Think of the last meeting you had at work; or the last conversation you made with someone. How did it go; or what did you start with? Do you think you had a total random course of direction and result, or you had a purposeful set of ideas and actions towards a desired outcome? Most probably it was purposeful –intentional, rather than –accidental! It is the intention with which we sit at a meeting or engage in a conversation, that determines the desired outcome. As Gary Zukav states, we continually perform, consciously or unconsciously “fundamental creative acts” that are relied on choice of intention, and create consequences, which the chooser takes on responsibility.
Intention is the seed, action is the plant, and outcome is the flower!
In concrete cases, such as business plans, we are more clearly aware about our intentions, both in terms of setting them and putting them into action. However, in cases where emotional aspects are involved –such as an unresolved conflict within ourselves or with someone we care for, we are less aware of our intentions. Unconsciously skipping the intention-action steps, we may find ourselves ending up with the outcome, unaware how we got there! At that point, if we are happy with the result, we get to be lucky; but if unhappy, we try altering the outcome.

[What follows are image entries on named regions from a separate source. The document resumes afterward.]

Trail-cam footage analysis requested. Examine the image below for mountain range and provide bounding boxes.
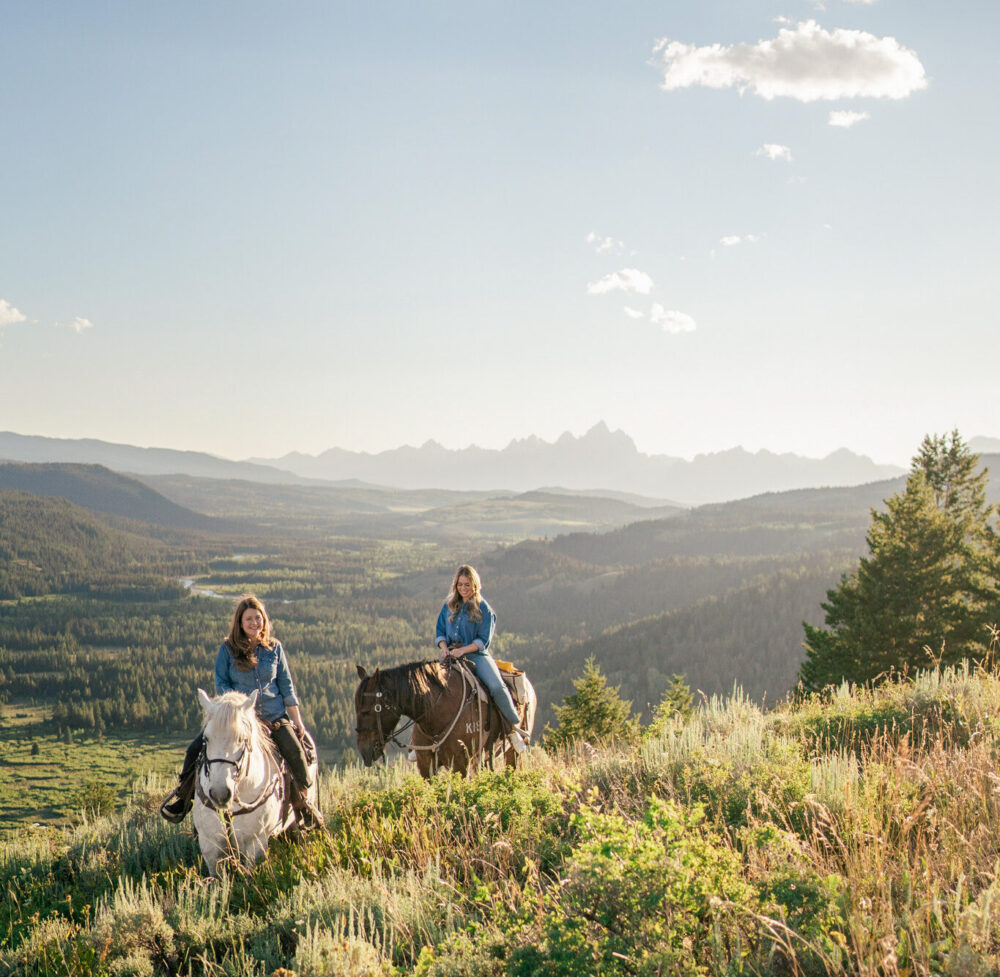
[251,422,903,504]
[0,422,916,505]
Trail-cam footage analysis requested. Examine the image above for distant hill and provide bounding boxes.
[144,475,684,541]
[0,423,901,505]
[0,431,306,484]
[252,423,902,503]
[0,463,224,529]
[0,489,178,600]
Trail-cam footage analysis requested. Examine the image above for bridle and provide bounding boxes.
[195,724,285,821]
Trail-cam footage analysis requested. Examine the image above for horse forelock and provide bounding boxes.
[205,692,262,749]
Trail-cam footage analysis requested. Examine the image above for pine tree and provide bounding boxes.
[545,658,638,747]
[800,432,1000,689]
[646,674,694,736]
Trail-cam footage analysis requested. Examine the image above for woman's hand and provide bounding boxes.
[285,706,306,732]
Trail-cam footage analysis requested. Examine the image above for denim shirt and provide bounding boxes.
[434,601,497,651]
[215,641,299,722]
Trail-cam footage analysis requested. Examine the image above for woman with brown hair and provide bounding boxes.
[160,594,321,827]
[434,564,528,753]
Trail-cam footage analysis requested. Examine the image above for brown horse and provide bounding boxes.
[354,661,537,777]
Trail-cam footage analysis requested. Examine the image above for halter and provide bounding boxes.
[355,662,474,755]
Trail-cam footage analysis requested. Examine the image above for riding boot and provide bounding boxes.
[160,733,205,824]
[272,721,323,830]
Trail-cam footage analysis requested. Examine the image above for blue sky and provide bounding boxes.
[0,0,1000,462]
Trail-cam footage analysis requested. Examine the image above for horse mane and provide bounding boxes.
[204,692,274,754]
[381,659,448,701]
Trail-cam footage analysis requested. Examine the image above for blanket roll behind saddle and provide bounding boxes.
[494,658,527,706]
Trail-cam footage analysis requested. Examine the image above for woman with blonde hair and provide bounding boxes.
[160,594,322,827]
[434,564,528,753]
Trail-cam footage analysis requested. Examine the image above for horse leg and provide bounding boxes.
[192,804,229,878]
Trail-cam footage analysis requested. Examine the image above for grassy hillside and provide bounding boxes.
[0,463,227,530]
[0,668,1000,977]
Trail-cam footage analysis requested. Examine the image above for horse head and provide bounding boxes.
[198,689,259,810]
[354,665,402,767]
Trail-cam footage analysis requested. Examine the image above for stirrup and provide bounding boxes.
[507,727,528,753]
[160,785,191,824]
[295,798,324,831]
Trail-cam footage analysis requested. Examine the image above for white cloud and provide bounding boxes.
[584,231,625,254]
[827,111,871,129]
[654,20,927,102]
[754,142,792,163]
[0,299,28,329]
[649,303,697,333]
[587,268,653,295]
[719,234,764,248]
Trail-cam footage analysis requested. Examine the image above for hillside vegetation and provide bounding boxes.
[0,665,1000,977]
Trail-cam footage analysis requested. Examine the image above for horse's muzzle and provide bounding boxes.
[208,787,233,807]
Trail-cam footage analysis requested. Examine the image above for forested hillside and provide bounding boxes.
[0,490,203,600]
[0,468,908,800]
[0,454,992,828]
[0,463,227,531]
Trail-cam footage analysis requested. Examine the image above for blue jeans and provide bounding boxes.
[462,651,521,726]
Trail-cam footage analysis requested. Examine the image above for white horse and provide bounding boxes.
[192,689,317,875]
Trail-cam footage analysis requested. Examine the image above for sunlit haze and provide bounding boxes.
[0,0,1000,463]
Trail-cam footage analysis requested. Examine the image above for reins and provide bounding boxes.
[195,720,285,823]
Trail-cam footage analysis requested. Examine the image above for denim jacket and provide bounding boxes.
[434,601,497,651]
[215,641,299,722]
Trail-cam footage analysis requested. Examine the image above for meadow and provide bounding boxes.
[0,665,1000,977]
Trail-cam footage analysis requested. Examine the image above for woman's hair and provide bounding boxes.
[446,563,483,621]
[226,594,274,672]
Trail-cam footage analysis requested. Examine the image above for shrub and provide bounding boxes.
[509,798,754,977]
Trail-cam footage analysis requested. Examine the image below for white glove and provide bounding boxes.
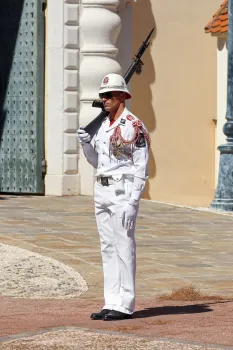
[76,128,91,143]
[122,203,138,230]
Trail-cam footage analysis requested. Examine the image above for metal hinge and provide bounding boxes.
[41,159,47,176]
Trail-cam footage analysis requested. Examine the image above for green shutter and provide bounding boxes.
[0,0,44,193]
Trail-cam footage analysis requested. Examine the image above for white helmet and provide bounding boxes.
[99,73,131,99]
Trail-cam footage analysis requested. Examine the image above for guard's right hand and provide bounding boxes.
[76,129,91,143]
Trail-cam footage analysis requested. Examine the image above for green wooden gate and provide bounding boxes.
[0,0,44,193]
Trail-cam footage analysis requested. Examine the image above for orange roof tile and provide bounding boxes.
[205,0,228,34]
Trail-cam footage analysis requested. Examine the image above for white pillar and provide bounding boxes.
[79,0,121,195]
[215,37,227,184]
[45,0,79,196]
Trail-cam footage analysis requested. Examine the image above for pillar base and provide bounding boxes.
[211,143,233,211]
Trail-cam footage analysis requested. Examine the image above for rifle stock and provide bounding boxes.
[83,28,155,138]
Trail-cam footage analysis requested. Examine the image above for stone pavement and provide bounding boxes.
[0,196,233,350]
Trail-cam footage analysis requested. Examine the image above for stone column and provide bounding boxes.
[211,0,233,211]
[78,0,124,195]
[45,0,79,196]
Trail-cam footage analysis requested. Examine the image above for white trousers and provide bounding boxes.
[94,182,136,314]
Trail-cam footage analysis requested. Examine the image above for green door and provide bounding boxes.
[0,0,44,193]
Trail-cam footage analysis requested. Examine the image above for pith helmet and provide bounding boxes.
[99,73,131,99]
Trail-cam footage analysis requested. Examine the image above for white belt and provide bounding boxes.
[96,176,114,186]
[96,174,134,186]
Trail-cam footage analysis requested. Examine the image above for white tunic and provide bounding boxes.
[83,108,148,180]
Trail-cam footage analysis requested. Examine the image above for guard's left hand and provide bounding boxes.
[122,203,138,230]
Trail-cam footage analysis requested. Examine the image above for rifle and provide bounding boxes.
[83,28,155,138]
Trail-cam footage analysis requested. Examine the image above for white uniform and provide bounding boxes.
[83,108,149,314]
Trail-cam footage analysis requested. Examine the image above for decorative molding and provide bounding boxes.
[45,0,80,196]
[79,0,121,195]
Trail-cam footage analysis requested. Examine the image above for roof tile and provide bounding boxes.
[205,0,228,34]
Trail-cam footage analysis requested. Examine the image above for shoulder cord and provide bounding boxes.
[110,120,150,148]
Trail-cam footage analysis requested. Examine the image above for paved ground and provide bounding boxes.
[0,196,233,350]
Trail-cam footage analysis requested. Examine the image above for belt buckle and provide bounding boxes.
[100,176,109,186]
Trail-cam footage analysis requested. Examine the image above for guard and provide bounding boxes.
[77,74,150,321]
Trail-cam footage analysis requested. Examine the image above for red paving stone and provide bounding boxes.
[0,297,233,346]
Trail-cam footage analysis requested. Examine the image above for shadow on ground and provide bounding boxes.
[133,304,213,318]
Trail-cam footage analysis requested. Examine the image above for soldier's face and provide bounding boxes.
[102,91,125,113]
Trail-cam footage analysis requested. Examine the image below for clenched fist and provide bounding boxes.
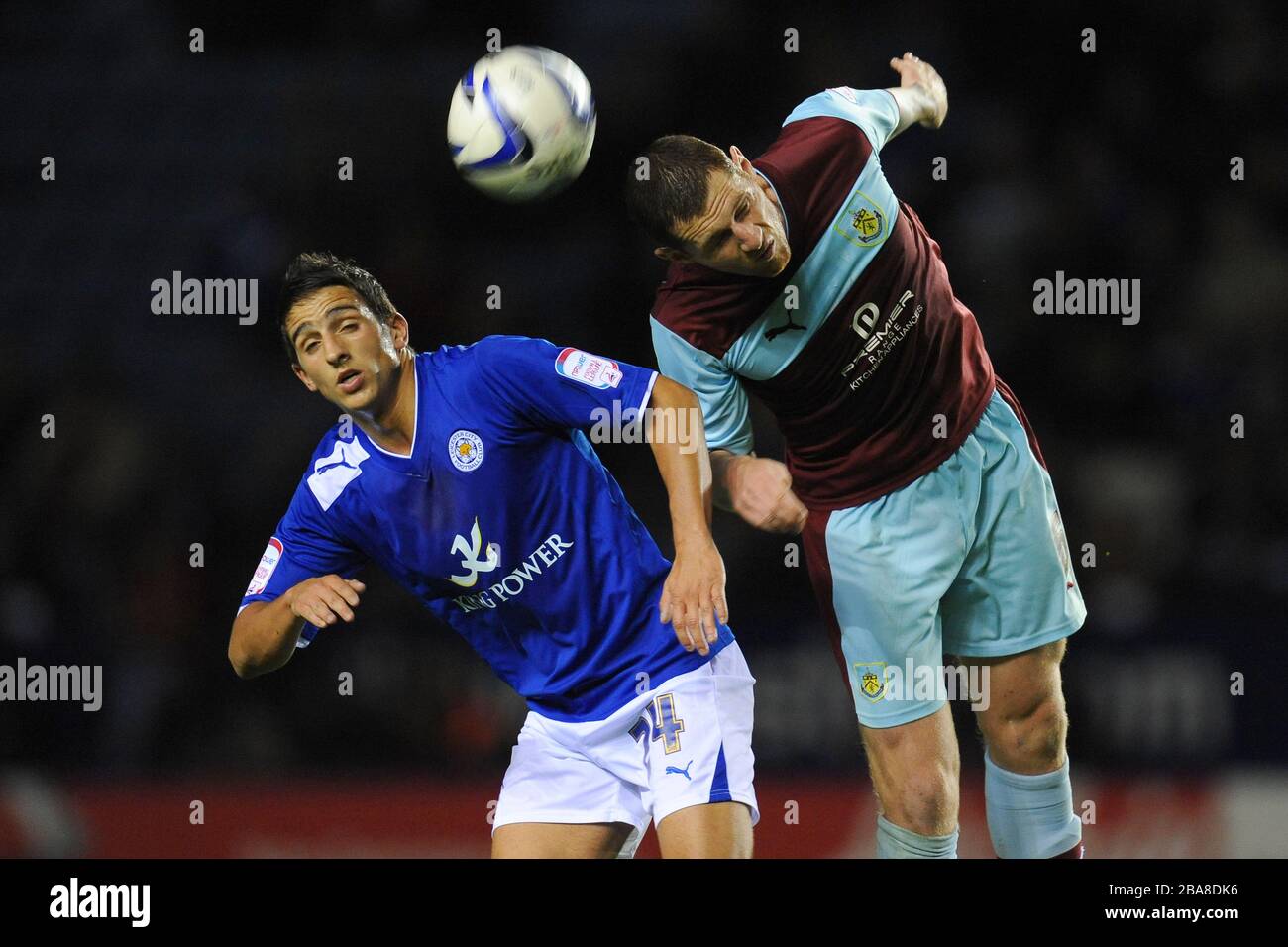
[725,455,808,532]
[286,574,368,627]
[890,53,948,129]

So what do we do? Are we to live by on automatic, letting our path be determined by randomly chosen attitudes and behaviors? Or are we to take the lead and choose for ourselves; draw the paths we wish to walk through; and form the desired attitude and behavior, which will turn into action and later on to outcomes? If your pick is for the first one, no need for any action taking; keep on living as you do! However, if you prefer the latter, then read on!

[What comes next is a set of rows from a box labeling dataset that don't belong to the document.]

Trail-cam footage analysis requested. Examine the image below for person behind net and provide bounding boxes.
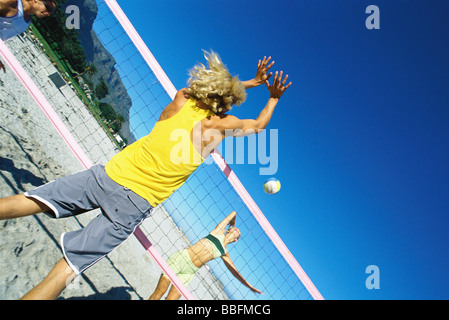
[149,211,262,300]
[0,51,291,299]
[0,0,56,72]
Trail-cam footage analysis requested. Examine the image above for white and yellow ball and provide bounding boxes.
[263,178,281,194]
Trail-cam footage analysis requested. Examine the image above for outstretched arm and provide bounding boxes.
[221,253,263,294]
[217,71,292,137]
[242,57,274,89]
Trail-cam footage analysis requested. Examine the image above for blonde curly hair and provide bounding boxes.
[187,50,246,114]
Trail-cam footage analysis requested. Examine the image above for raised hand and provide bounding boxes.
[254,57,274,85]
[265,71,292,99]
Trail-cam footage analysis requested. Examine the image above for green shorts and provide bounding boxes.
[164,249,199,286]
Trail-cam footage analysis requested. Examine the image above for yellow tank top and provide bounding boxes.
[105,99,213,207]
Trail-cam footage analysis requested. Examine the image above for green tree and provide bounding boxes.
[95,77,109,100]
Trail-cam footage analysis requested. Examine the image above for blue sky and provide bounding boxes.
[107,0,449,299]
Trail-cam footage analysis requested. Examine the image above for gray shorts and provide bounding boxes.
[25,165,152,274]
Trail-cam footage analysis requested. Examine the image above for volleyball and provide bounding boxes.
[263,178,281,194]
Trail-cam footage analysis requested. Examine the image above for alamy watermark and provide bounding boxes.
[365,5,380,30]
[170,129,279,176]
[365,265,380,290]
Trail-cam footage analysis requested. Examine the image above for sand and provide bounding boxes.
[0,36,228,300]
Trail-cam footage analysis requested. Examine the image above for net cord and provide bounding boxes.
[105,0,324,300]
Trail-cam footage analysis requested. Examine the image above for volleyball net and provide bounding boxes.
[0,0,322,300]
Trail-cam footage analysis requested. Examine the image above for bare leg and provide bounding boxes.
[0,194,50,220]
[148,275,171,300]
[21,258,76,300]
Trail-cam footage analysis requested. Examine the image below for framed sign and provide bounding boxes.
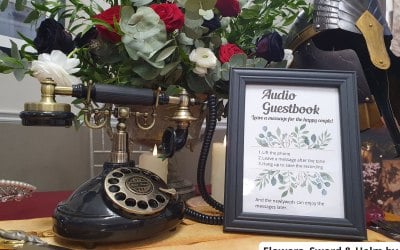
[224,68,366,240]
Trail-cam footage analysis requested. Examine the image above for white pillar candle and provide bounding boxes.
[211,137,226,204]
[139,145,168,183]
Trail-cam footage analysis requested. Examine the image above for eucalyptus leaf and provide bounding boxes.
[131,0,153,7]
[183,26,204,39]
[160,61,180,76]
[185,17,204,29]
[15,0,26,11]
[156,45,177,62]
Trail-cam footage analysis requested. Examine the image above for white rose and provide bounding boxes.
[31,50,80,86]
[189,48,217,76]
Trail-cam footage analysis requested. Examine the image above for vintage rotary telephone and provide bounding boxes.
[20,79,205,243]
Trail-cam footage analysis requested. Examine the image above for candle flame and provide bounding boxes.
[153,144,157,156]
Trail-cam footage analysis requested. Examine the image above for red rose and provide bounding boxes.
[93,6,121,43]
[150,3,185,32]
[219,43,245,63]
[215,0,240,17]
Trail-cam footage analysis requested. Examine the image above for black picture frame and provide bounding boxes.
[223,68,367,240]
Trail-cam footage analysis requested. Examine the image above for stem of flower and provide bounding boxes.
[67,48,79,58]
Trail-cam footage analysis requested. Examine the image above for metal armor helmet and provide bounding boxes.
[285,0,400,154]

“Every intention sets energy in motion, whether you are conscious of it, or not!” – Gary Zukav
Scholars such as Jon Kabat-Zinn, Shauna Shapiro, Ellen Langer, Denise Reid, etc. emphasize the importance of intention within the mindfulness field of study. They commonly propose that a mindful state of being involves a purposeful attention on what is available at the present moment. Though differently defining, they highlight intention as inseparable component: “paying attention on purpose” (Reid, 2011), “active attention to intention and awareness…” (Langer & Moldoveanu, 2000), and “attention in a particular way, on purpose…” (Kabat-Zinn, 1994). Scientific research in mindfulness show that, the act of “paying attention on purpose, in the present moment in a non-judgmental way” (Kabat-Zinn, 1994) leads to a peaceful, balanced, and relaxed state of mind; and physical, psychological and emotional health and well-being.

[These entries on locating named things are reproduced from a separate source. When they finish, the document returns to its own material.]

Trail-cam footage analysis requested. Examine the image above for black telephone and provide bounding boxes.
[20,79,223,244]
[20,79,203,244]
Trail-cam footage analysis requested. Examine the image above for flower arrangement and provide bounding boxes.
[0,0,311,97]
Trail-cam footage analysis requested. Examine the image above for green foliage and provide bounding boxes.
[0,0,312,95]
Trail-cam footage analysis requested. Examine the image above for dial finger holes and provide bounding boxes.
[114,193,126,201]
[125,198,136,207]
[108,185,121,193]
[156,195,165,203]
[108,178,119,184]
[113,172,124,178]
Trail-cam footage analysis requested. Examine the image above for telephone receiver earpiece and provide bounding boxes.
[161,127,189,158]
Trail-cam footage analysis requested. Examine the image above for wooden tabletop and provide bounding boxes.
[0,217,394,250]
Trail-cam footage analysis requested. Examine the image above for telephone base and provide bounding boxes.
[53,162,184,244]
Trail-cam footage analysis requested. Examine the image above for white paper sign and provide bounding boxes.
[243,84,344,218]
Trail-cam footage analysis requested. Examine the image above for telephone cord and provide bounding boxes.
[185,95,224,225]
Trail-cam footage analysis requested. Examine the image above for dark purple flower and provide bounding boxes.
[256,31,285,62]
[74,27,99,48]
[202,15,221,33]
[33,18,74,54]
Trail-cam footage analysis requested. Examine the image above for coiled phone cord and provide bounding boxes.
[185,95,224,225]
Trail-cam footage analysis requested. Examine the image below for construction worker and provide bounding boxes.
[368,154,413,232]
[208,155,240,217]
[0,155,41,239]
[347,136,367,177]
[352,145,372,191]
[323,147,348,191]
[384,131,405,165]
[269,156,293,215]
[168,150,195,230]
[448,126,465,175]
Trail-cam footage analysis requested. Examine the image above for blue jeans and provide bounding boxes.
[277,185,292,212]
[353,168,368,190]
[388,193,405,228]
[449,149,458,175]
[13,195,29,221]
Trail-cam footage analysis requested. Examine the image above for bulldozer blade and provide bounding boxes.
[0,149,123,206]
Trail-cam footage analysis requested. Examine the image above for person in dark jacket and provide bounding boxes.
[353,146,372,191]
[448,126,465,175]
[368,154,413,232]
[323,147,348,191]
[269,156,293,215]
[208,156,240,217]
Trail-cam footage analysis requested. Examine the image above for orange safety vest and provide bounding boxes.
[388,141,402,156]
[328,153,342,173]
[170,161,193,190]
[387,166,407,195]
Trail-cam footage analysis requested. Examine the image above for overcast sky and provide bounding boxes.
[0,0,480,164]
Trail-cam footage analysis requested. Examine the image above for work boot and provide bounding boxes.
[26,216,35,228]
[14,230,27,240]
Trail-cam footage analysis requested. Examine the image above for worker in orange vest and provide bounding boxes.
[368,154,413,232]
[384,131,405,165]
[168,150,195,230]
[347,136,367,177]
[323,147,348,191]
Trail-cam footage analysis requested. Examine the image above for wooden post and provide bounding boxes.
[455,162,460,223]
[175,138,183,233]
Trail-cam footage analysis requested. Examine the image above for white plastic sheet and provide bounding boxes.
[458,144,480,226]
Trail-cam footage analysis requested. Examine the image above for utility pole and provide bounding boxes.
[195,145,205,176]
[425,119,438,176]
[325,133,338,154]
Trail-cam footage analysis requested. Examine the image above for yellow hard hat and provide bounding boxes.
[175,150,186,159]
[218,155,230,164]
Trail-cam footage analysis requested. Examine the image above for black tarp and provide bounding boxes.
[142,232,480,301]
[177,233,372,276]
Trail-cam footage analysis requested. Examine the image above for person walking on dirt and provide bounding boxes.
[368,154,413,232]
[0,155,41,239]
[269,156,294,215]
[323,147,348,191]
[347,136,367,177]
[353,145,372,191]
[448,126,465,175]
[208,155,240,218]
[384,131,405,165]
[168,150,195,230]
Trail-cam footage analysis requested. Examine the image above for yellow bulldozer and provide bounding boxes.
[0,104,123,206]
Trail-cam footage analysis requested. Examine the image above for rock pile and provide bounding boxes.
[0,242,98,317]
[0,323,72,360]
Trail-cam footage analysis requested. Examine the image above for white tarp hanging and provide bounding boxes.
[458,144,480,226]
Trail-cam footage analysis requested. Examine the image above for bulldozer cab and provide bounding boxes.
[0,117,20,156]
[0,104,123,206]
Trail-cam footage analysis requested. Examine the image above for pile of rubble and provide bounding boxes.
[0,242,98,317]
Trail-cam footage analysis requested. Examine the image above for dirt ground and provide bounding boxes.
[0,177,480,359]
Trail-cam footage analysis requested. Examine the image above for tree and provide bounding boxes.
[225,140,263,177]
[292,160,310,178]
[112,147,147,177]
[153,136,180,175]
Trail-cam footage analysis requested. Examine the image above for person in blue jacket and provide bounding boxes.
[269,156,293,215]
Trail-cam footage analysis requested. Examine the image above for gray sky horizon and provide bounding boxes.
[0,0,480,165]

In colloquial terms, intention –as a vital component of mindfulness, is important for our health and well living. For a mindful state of being –or in practicing mindfulness, the activity of paying attention is suggested to involve a purpose, a goal, or a determined direction, rather than random one. Think of a short practice of mindfulness… Focusing on the breath… The action would be paying attention on the breath… The intention would be keeping the attention on the breath… Each time our mind in thoughts, ideas, or feelings drift away from the breath, we would simply be taking our attention back to the breath… While the mind would have its own agenda –as drift away to other thoughts or time and place, our job –through our self-determined intention, will be to bring it back!
Paying attention to the breath, with the intention to keep it there, is among many practices of mindfulness. In what do they serve us? They allow us to be aware of our intention. They open our sight to clearly notice our energy in motion; help us to consciously make our choices, and assume the responsibility; and finally enable us to be less surprised and more pleased with the result!
Here is a practice sample. Very simple… Sit in a comfortable seat, spine and back straight, keep your eyes closed –or half open (to avoid any stimuli taking your attention away!); let your shoulders, arms, and hands loose; and take a deep breath… Let it go… Take one more deep breath, and let it go again… Take one last breath; this time let it go slowly! Your breath is what is with you at all times, in the here and now. Use it as the anchor to the present moment. While breathing in and out, focus your attention on your breath… At each inhale, observe your chest rising; and at each exhale observe it going down… Notice the cool air you breathe in through your nostrils, and the likely warmth of the air you breathe out… When you notice that your mind has gone wandering, notice that it has wandered. Since the intention during this practice is to keep the attention on the breath, gently bring it back to your breath.
You may use a timer, programed to five minutes, and gradually increase by a minute, every two-three days. Enjoy the practice!